Kamar Dagang dan Industri (Kadin) RI merekomendasikan kepada pemerintah untuk membentuk Satgas Pemberantasan Impor Ilegal dan Penerbitan Barang Impor Ilegal di tengah kabar yang menyebutkan soal potensi meningkatnya produk impor ke domestik.
"Kadin Indonesia berharap jalur masuk ilegal (illegal import) yang marak menjadi jalur masuk ke pasar dalam negeri dapat ditindak dengan tegas. Kami merekomendasikan pemerintah untuk membentuk satgas pemberantasan impor ilegal dan penertiban barang impor ilegal," kata Wakil Ketua Umum Koordinator Bidang Organisasi, Hukum, dan Komunikasi Kadin Indonesia Yukki Nugrahawan Hanafi
Hal tersebut disampaikan Kadin RI menanggapi rencana pemerintah mengeluarkan kebijakan peningkatan bea masuk sejumlah komoditas, sampai 200 persen. Kadin beserta asosiasi dan himpunan pelaku usaha yang bernaung di dalamnya, meminta kepada pemerintah agar selalu dilibatkan dalam pembentukan Satgas tersebut.

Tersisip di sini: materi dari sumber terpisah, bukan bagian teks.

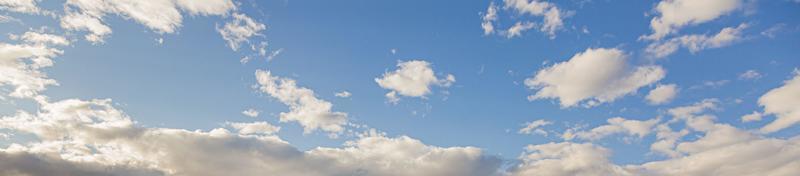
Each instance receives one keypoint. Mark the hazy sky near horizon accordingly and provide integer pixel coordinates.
(498, 87)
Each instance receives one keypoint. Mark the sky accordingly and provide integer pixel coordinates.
(489, 87)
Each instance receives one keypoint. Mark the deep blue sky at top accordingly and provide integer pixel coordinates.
(194, 81)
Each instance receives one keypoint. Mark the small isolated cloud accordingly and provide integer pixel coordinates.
(696, 43)
(534, 127)
(784, 103)
(251, 112)
(305, 108)
(412, 79)
(343, 94)
(662, 94)
(750, 75)
(240, 30)
(676, 14)
(255, 128)
(599, 75)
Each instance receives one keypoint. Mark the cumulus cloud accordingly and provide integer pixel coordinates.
(160, 16)
(93, 138)
(615, 125)
(343, 94)
(784, 103)
(696, 42)
(549, 11)
(676, 14)
(600, 75)
(662, 94)
(534, 127)
(305, 108)
(413, 79)
(240, 30)
(20, 66)
(251, 112)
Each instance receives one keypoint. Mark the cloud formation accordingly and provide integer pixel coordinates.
(599, 75)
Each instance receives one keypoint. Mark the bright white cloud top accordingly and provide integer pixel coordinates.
(187, 108)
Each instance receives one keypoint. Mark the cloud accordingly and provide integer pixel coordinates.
(552, 15)
(413, 79)
(696, 43)
(305, 108)
(94, 138)
(566, 158)
(676, 14)
(615, 125)
(533, 127)
(160, 16)
(343, 94)
(21, 6)
(488, 18)
(20, 66)
(251, 112)
(600, 75)
(254, 128)
(37, 38)
(750, 75)
(662, 94)
(240, 30)
(784, 103)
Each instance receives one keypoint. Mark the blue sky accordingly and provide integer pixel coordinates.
(192, 78)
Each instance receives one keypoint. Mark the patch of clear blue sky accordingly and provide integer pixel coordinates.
(194, 81)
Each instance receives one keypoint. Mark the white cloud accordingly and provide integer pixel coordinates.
(92, 138)
(615, 125)
(696, 43)
(343, 94)
(750, 75)
(488, 19)
(601, 75)
(662, 94)
(21, 6)
(534, 127)
(20, 66)
(784, 103)
(518, 28)
(160, 16)
(412, 78)
(552, 15)
(254, 128)
(37, 38)
(251, 112)
(305, 108)
(566, 158)
(676, 14)
(240, 30)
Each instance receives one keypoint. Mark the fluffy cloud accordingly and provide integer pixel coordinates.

Yukki berharap pemerintah dapat menelaah lebih lanjut baik terkait jenis produk maupun jalur masuk soal dugaan impor ilegal dan dapat memberikan tindakan tegas. Begitu juga dengan rencana pemerintah meningkatkan bea masuk untuk sejumlah komoditas tersebut hingga 200 persen, Kadin meminta kepada Kementerian Perdagangan dan juga kementerian/lembaga agar dapat melibatkan pelaku usaha, asosiasi, dan himpunan melalui forum dialog guna penyempurnaan kebijakan dan menghindari semua dampak negatif yang mungkin timbul.
Meskipun ada wacana kenaikan bea masuk hingga 200 persen, Kadin mengimbau agar Kementerian Perdagangan, tetap mendukung semangat Fasilitasi Perdagangan dan Iklim Kemudahan Berusaha, sehingga pertumbuhan kinerja ekspor nasional maupun iklim investasi tetap bertumbuh dan terjaga. "Kami mendorong agar kebijakan pembatasan impor tidak menyulitkan dunia usaha dan industri dalam mendapatkan bahan baku dan penolong sekaligus di saat bersamaan memastikan iklim investasi yang kondusif dan meningkatkan penguatan industri bagi daya saing lebih baik," kata dia.